Being transparent about your process is one thing, being aware of limitations. I talk about how we give tasks and how that’s sometimes controversial in the interview process. I’ve heard some applicants say that studios have given them a lot of work that’s totally unreasonable compared to what the job requires. That’s not what it’s about. The reason why we have these tasks is because I need to verify that their skill set transfers over. Everyone has to wear multiple hats with us. I need to know that you can come in and hit the ground running, so I need to see a demonstration.
I try to outline things like, “I estimate this will take a day of actual work to put this test together.” We have some time for brainstorming and some time for polishing. I’m setting up that expectation so a candidate doesn’t go overboard, but also to get an assessment of what someone can do quick. We do quick prototypes at the studio. But as much as possible, if I can avoid giving a test — if someone has some code samples I can review, if you’re a full-time working professional, I don’t have the same expectations as I would have for a student.
As much time as a candidate’s putting in to perform a task, on our side we’re tailoring a task very specifically to the role. It really hones in on the skills we think someone will be using on a daily basis. It’s not wasted. We’re also creating something fun. It’s not a cookie-cutter task. We personalize it for an individual and for a role. If they think it’s fun and exciting, that’s the stuff they’ll be doing every day.
We’ll put little bits of humor in. I remember one of the tasks John wrote was for a systems engineering role. He was trying to test performance.
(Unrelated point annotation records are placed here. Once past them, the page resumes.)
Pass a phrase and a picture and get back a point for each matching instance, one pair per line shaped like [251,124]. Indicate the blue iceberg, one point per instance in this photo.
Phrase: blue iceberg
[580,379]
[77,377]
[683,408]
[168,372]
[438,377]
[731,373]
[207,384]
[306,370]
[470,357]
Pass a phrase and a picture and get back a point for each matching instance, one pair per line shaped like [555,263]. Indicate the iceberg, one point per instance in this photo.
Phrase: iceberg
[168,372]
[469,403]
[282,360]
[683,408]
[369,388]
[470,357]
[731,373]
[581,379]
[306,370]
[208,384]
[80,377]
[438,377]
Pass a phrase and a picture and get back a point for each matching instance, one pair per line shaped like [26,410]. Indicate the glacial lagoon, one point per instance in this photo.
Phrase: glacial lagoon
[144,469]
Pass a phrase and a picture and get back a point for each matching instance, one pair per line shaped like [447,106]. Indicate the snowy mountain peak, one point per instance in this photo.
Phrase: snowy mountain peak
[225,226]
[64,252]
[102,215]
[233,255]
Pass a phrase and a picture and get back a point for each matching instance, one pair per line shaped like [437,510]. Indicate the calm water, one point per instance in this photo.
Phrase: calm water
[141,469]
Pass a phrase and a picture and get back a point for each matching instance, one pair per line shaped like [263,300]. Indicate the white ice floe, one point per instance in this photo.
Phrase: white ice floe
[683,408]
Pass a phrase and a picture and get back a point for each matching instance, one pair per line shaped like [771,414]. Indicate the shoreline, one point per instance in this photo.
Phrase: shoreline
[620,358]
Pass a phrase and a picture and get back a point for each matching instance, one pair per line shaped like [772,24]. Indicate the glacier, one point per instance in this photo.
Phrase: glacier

He said, “Let’s say we’re making a mobile game in 2000, a fl0w MMO on a super old phone, and the device has only so much RAM. How do you get all these operations to happen?”
GamesBeat: Is hiring the right person the most important thing a studio needs to think about? What’s the impact of a hire that doesn’t work out?
Pavlovic: I wouldn’t go to the extreme of saying it’s the most important thing, but it’s certainly a very important decision. If you find someone who doesn’t fit and they’re not happy — this is pretty well-documented. If you have a toxic employee, if they’re disgruntled for any reason — if they don’t think they’re getting the amount of responsibility that they expected, or any number of other things — other people pick up on it. I’d say that the people we hire are pretty emotional, artistic people. They pick up quickly on bad vibes. It creates this downer environment in the studio that we don’t want. We have to hire people who are going to be excited and happy with the kind of crazy stuff we do.